Epoetin therapy can be administered intravenously (IV) or subcutaneously (SC). The route of epoetin administration has important implications in terms of the dose, frequency of administration, costs, and, potentially, outcomes. In a recent meta-analysis, the investigators found that the SC route offers a substantial reduction in dose without a reduction in safety or effectiveness. In a 1993 controlled European multicenter study, administration of SC epoetin did not result in increased hypertension or cardiovascular disease as a cause of death among the study population. According to the authors, the different pharmacokinetics, and lower dose of SC epoetin might be responsible for an 'even better safety profile' compared with IV administration (see Klinkman H, Wieczorek L, Scigalla P. Adverse events of subcutaneous recombinant human erythropoeitin therapy: Results of a controlled multicenter European study. Artif Organs 1993;17:219-225).
All current guidelines, including the U.S.-generated K/DOQI and the European and Canadian national guidelines for anemia management, recommend SC administration based on best evidence. However, 90% of all patients in the U.S. still receive epoetin intravenously. Although it has been clearly established that SC administration of epoetin requires a 25-50% smaller dose to achieve the same hematocrit outcome, the potential impact of SC administration on other patient clinical outcomes has not been previously investigated.

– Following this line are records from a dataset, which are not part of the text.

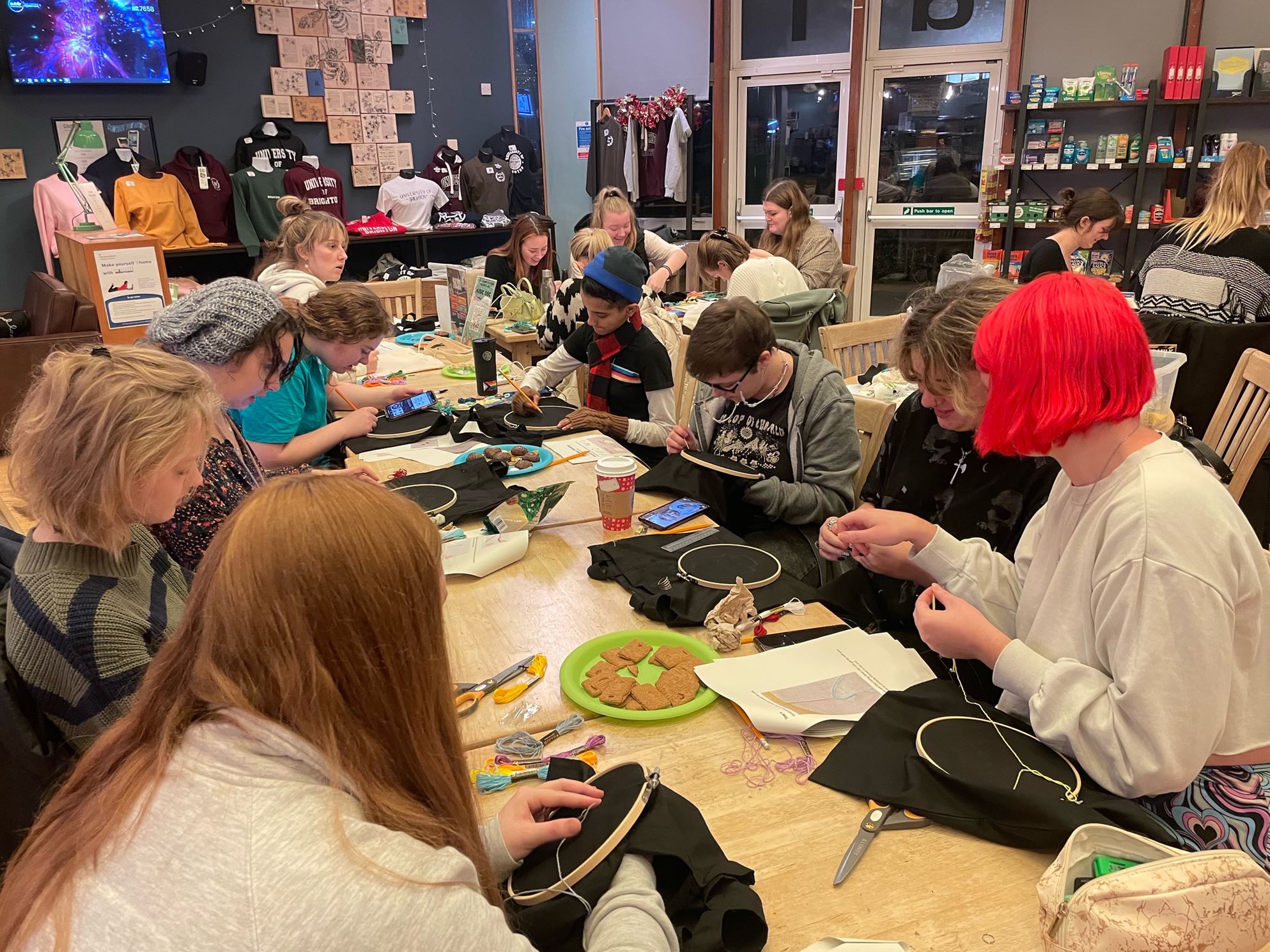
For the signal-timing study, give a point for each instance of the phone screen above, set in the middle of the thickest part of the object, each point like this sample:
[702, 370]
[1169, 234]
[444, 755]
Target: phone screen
[410, 405]
[671, 514]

The goal of MTPPI's research in this area is to examine cardiovascular-related and other clinical patient outcomes related to route of administration of epoetin therapy among maintenance hemodialysis patients. The choice of epoetin route of administration is a complex issue involving consideration of patient clinical and facility characteristics. Specifically, our research has three primary objectives:
1) To determine the role of route of administration on anemia management;
2) To examine the (cross-sectional) association between blood pressure and route of administration, assuming hypertension is one possible intermediate pathway resulting in cardiovascular disease; and
3) To identify the influence of route of administration on patient outcomes, specifically, cardiovascular-related complications (evidenced by hospitalizations and outpatient encounters for cardiovascular disease) and mortality (using cardiovascular disease as well as all-cause mortality).